Francisco Contreras
- Full name: Francisco Contreras Serrano
- Country (sports): Mexico
- Born: 16 June 1934 Mexico City
- Died: 12 July 2022 (aged 88)
- Plays: Right-handed

Singles
- Career record: 197-145
- Career titles: 3

Grand Slam singles results
- French Open: 4R (1957)
- Wimbledon: 2R (1957, 1958, 1960)
- US Open: 4R (1956)

Medal record
Pan American Games
| Gold medal – first place | 1963 São Paulo | Mixed doubles |
| Silver medal – second place | 1959 Chicago | Mixed doubles |
| Silver medal – second place | 1959 Chicago | Men's doubles |
| Bronze medal – third place | 1963 São Paulo | Men's singles |
Central American and Caribbean Games
| Gold medal – first place | 1959 Caracas | Men's doubles |
| Silver medal – second place | 1959 Caracas | Men's singles |

= Francisco Contreras (tennis) =

Mexican tennis player (1934–2022)

Francisco Contreras Serrano (16 June 1934 – 12 July 2022), also known as Pancho Contreras, was a Mexican tennis player. He both played for and captained the Mexico Davis Cup team.

==Biography==
Born in Mexico City in 1934, Contreras completed his studies in California, attending Modesto Junior College. Along with his Modesto teammate Joaquín Reyes, he went on to play college tennis for the University of Southern California and the pair combined to win the 1955 NCAA doubles championships. He won the NCAA doubles championship again in 1956, this time partnering Peruvian player Alex Olmedo.

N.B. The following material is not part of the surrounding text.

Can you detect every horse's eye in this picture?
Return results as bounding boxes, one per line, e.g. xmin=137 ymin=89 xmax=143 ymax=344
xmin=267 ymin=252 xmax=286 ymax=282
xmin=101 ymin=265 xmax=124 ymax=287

Contreras reached the round of 16 at both the 1956 U.S. National Championships and the 1957 French Championships. At the 1958 Wimbledon Championships, he partnered with Rosie Reyes to make the semifinals of the mixed doubles. He won a men's doubles gold medal at the 1959 Central American and Caribbean Games and was a mixed-doubles gold medalist at 1963 Pan American Games, partnering Yola Ramírez.

===Davis Cup===
Contreras debuted for Mexico's Davis Cup team in 1953 and played his 12th and final tie during the nation's historic run to the 1962 Davis Cup final. He was team captain for Mexico in the 1962 campaign, which included a win over the United States. In order to rest players, he featured in two dead rubber singles matches, against Yugoslavia and India, en route to the final. In the final against Australia in Brisbane, he remained on the sidelines, as the home side were victorious 5–0.